These are the issues Klarman finds most intriguing—the points in American history where law and race intersect. His most recent book, Unfinished Business: Racial Equality in American History, examines the course of racial equality in America. In it, he highlights the social and political factors along with the particular laws and court decisions that have shaped American politics and society today.
Klarman has written extensively about the Brown v.
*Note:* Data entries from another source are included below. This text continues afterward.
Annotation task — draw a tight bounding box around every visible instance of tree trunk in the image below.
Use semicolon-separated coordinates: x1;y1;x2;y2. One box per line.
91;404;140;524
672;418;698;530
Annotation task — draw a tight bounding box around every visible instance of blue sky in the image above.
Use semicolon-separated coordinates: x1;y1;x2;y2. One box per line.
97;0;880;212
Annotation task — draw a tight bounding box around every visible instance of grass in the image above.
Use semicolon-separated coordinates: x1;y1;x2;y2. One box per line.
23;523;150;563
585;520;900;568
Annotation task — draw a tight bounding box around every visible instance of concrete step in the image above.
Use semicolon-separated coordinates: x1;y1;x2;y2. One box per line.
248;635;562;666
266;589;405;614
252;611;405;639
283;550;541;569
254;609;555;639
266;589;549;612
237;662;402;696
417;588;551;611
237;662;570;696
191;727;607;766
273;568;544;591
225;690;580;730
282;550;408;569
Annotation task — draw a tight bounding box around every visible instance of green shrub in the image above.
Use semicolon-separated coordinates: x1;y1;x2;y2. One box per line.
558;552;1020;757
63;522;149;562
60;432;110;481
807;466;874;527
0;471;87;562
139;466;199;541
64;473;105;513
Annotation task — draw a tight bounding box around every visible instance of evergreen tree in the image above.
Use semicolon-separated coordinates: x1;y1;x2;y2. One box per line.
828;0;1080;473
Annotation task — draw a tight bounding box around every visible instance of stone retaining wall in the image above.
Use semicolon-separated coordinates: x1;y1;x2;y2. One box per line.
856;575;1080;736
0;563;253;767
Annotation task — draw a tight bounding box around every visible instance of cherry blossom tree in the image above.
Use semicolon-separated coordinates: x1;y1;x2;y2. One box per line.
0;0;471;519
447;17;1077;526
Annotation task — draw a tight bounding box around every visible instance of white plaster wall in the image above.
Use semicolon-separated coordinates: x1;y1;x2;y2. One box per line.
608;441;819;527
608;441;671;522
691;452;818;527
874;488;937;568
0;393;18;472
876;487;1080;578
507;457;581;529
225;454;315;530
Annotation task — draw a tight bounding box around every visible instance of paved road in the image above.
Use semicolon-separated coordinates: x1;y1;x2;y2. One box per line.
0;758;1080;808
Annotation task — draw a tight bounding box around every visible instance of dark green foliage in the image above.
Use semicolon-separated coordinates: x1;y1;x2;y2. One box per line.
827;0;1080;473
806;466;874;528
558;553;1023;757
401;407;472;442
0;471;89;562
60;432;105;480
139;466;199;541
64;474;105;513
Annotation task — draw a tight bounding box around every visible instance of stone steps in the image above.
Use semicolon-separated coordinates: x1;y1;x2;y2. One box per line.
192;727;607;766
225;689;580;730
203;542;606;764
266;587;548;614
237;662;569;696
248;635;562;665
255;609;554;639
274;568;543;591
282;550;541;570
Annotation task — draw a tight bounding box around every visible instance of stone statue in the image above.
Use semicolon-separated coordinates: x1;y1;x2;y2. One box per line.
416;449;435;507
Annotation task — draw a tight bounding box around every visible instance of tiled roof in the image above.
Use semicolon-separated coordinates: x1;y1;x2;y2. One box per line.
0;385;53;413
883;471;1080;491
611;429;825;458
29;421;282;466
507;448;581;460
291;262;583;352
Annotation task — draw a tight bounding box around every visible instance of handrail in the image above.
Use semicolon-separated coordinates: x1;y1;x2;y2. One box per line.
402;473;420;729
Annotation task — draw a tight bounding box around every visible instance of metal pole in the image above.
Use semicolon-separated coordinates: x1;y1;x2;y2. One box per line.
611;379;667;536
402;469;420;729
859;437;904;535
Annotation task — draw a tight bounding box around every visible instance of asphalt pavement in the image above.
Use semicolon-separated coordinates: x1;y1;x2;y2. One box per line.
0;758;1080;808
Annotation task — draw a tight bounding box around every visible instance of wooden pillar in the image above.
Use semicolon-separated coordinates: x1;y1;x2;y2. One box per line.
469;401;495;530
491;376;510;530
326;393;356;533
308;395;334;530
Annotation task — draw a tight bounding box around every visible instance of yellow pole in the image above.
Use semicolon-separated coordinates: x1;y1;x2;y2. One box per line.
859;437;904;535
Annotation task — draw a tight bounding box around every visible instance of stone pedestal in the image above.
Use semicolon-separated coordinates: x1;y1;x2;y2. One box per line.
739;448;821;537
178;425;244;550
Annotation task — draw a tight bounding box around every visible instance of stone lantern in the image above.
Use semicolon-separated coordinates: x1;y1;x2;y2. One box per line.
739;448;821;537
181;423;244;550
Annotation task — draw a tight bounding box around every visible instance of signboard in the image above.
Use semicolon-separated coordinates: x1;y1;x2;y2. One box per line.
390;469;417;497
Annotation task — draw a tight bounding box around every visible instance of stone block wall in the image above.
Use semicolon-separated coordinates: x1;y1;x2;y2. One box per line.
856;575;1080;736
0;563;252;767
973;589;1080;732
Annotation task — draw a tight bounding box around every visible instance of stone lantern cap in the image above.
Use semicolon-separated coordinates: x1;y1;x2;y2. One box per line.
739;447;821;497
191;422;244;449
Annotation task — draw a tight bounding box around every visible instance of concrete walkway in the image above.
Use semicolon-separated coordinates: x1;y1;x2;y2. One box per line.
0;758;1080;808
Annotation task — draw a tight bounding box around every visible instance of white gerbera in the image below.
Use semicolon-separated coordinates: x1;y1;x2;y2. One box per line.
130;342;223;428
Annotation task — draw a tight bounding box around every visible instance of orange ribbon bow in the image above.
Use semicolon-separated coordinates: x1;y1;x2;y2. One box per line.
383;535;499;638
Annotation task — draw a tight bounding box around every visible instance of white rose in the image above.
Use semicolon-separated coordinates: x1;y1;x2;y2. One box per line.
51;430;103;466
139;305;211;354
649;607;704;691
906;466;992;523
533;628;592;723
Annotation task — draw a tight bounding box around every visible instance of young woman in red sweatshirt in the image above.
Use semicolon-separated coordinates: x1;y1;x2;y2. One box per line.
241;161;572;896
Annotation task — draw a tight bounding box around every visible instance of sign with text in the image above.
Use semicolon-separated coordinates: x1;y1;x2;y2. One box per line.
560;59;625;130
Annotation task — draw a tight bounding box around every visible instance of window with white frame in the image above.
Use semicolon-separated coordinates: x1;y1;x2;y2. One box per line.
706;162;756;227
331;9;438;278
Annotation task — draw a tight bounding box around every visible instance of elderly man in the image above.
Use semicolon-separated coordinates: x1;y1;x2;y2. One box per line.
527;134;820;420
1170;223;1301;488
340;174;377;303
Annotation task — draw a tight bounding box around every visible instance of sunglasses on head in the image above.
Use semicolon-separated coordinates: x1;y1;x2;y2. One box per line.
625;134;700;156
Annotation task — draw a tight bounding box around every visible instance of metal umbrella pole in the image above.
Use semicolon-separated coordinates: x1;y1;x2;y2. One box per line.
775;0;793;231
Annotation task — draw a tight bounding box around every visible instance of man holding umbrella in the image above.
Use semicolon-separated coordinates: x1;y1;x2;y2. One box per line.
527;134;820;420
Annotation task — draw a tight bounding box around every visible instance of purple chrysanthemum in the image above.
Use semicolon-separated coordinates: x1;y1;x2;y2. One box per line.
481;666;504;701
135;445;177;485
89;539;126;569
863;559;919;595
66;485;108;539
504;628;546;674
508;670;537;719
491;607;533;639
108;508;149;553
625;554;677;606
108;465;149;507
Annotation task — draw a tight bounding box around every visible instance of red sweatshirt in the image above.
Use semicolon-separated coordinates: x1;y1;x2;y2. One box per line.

Board of Education decision of 1954. The decision, argues Klarman, actually served as a short- term setback for civil rights, though it paradoxically played an important and often violent role in the achievement of the movement.
"The short-term effect was to dramatically polarize politics," he says, which led to white Southerners intensifying their fight against segregation and, eventually, to the deployment of federal troops to integrate schools. "Brown actually in the short term made things worse in the South, but by doing that, it ultimately accelerated civil rights because you had to bring out the worst in white supremacy and put it on display for the country before people were mobilized to do something about it."
As Klarman sees it, we’ve made less progress than we think. He points to what’s become known as the Republicans’ "Southern Strategy," using race as a wedge issue to appeal to Southern voters. It’s still viable, popping up in commercials during the 2006 U.S. Senate campaign in Tennessee.
"They’re producing them because they work," says Klarman. "Sometimes I wonder how Republicans look themselves in the face and don’t just repudiate what their party stands for. I mean, this is the worst form of tacit appeal to racial instinct, and it still works. Somebody needs to condemn this stuff."